Why Elon Musk Is The Entrepreneur To Look At If You Want To Change The World
In an age during which it seems startups are looking to base their success on the world's thirst for revolutionary ideas, entrepreneurs searching for a role model need not look any further than 42-year-old Elon Musk.
A graduate of the prestigious Wharton School at the University of Pennsylvania, Musk first made a name for himself as the cofounder of Zip2, a web software company that sold to Compaq in 1999 at a price tag of over $300 million.
Musk netted $22 million of that fee before going on to join the PayPal mafia, a group of highly successful entrepreneurs behind the e-commerce service of the same name, a site that has become virtually omnipresent for online shoppers. When PayPal sold to eBay in 2002, Musk, as the largest shareholder in the company, landed $165 million.
These large successes, however, aren't the reigning reasons why Musk deserves to be regarded as a champion of revolutionary ideas. Sure, Zip2 and PayPal did make the serial entrepreneur a boat load of money, but it's Musk's latest ventures that set him apart as a true visionary -- the the most notable of which was the talk of the auto industry in 2013.
Shortly after eBay's $1.5 billion acquisition of PayPal, Musk founded Tesla Motors, which manufactures, designs and sells cars with a twist: Every single car the company produces runs on electricity. The automotive company was an immovable force on the stock market during the past year, with its value quadrupling (the price of shares opened today at $150 as opposed to about $34 around the same time last January).
SolarCity, another one of Musk's companies for which he serves as chairman of the board, has also caught the eye of many over the past 12 months, a period during which the amount of solar panels installed in the US more than doubled.
Both Tesla Motors and SolarCity have been founded on outside-of-the-box ideas, valuing the use of sustainable energy. While both startup companies were in danger of folding around the 2008 financial crisis, they rebounded with immense success on Wall Street in 2013, with the value of each company growing by over 300 percent.
Despite his successes, when Musk has the opportunity to speak about his entrepreneurial career, he neither talks about money or percentages. Instead, he delves right into the questions that led him to think up his ideas:
"It goes back to when I was in university," he told TED Talks curator Chris Anderson. "I thought about what are the problems that are most likely to affect the future of the world and the future of humanity."
It's not surprising, then, that one of Musk's companies seeks to provide an alternative to the perpetually polluting, carbon-emitting vehicles, while another aims to aid others in cutting down dependency on non-solar sources of energy.

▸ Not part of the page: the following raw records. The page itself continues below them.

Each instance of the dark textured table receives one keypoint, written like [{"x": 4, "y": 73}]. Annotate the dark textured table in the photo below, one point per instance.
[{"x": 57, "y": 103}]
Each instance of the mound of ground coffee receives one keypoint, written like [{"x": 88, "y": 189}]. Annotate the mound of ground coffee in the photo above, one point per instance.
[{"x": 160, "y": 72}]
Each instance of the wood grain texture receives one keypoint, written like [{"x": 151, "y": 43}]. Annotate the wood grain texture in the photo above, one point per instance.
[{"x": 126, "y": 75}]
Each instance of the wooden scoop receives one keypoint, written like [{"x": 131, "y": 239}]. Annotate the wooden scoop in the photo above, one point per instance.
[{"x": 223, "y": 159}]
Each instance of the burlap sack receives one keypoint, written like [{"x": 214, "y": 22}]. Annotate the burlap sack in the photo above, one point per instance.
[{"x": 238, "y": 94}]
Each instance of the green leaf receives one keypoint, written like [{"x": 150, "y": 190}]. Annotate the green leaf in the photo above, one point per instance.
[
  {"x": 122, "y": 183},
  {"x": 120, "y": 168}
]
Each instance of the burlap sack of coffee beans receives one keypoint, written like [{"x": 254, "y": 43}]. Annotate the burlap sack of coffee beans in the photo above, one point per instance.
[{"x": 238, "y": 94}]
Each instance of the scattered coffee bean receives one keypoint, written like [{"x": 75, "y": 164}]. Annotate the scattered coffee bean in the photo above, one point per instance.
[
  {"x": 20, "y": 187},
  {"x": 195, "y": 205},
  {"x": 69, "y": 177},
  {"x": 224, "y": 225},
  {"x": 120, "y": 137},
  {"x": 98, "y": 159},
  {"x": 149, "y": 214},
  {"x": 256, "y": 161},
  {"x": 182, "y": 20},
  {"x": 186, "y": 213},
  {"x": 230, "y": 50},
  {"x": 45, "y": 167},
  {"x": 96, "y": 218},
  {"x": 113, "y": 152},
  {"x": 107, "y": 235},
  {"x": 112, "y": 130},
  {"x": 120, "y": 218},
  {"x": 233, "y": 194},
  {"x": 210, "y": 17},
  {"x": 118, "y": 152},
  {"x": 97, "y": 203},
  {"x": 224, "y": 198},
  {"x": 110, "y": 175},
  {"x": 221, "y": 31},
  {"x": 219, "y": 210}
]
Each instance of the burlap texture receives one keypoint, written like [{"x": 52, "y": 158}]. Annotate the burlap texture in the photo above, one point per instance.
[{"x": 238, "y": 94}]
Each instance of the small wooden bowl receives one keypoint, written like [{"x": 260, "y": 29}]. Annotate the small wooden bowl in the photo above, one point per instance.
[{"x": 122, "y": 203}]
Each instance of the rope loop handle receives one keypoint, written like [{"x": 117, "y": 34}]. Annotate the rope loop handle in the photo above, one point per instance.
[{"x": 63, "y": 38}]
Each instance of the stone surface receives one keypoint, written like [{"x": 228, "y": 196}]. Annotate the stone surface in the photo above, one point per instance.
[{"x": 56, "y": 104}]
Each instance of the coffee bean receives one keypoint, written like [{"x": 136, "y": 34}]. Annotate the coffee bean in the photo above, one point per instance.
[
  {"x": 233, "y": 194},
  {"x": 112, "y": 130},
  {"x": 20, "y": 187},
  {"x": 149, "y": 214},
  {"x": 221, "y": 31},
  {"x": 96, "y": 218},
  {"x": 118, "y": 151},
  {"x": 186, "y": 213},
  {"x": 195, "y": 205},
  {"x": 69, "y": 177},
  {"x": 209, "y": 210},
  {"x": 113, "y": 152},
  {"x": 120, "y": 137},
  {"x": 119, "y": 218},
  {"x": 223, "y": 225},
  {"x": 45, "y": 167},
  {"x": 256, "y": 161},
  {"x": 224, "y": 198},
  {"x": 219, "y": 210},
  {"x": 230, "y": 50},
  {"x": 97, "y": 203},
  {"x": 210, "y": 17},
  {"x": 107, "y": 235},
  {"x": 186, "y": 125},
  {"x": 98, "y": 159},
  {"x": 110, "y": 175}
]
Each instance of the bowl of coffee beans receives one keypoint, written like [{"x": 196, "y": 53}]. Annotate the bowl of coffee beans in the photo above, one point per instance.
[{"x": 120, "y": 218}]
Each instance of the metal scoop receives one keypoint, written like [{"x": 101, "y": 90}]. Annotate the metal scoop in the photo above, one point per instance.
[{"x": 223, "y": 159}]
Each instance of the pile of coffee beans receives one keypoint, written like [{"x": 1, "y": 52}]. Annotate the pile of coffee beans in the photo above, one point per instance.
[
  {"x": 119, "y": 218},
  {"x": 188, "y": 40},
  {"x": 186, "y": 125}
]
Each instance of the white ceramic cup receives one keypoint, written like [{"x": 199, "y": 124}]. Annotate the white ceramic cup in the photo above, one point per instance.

It's Musk's third venture, however, which truly cements him as an out-of-this-world thinker, almost literally.
Space X, a space transport company that seeks to make space travel more efficient, is the South African entrepreneur's third current venture. With the technology being developed at Space X, Musk says he envisions a future in which humans will be able to travel between Earth and other planets with such ease that he believes a colony on Mars is within the realms of reality.
While it may sound ludicrous at face value, the mere fact that Space X ran a test launch of one of its rockets at NASA's headquarters recently is a testament to its progress, which would not be possible if Musk didn't ask himself another question he deems important in the creation of new ventures:
"What are the things that need to happen in order for the future to be an exciting and inspiring one?" he asks.
If actions speak louder than words, Elon Musk has been extremely vocal in providing answers to those questions, which have manifested in the form of his three revolutionary companies. If other entrepreneurs aspire to follow in Musk's innovative footsteps, they would be wise to follow his example and ask, of themselves, the same.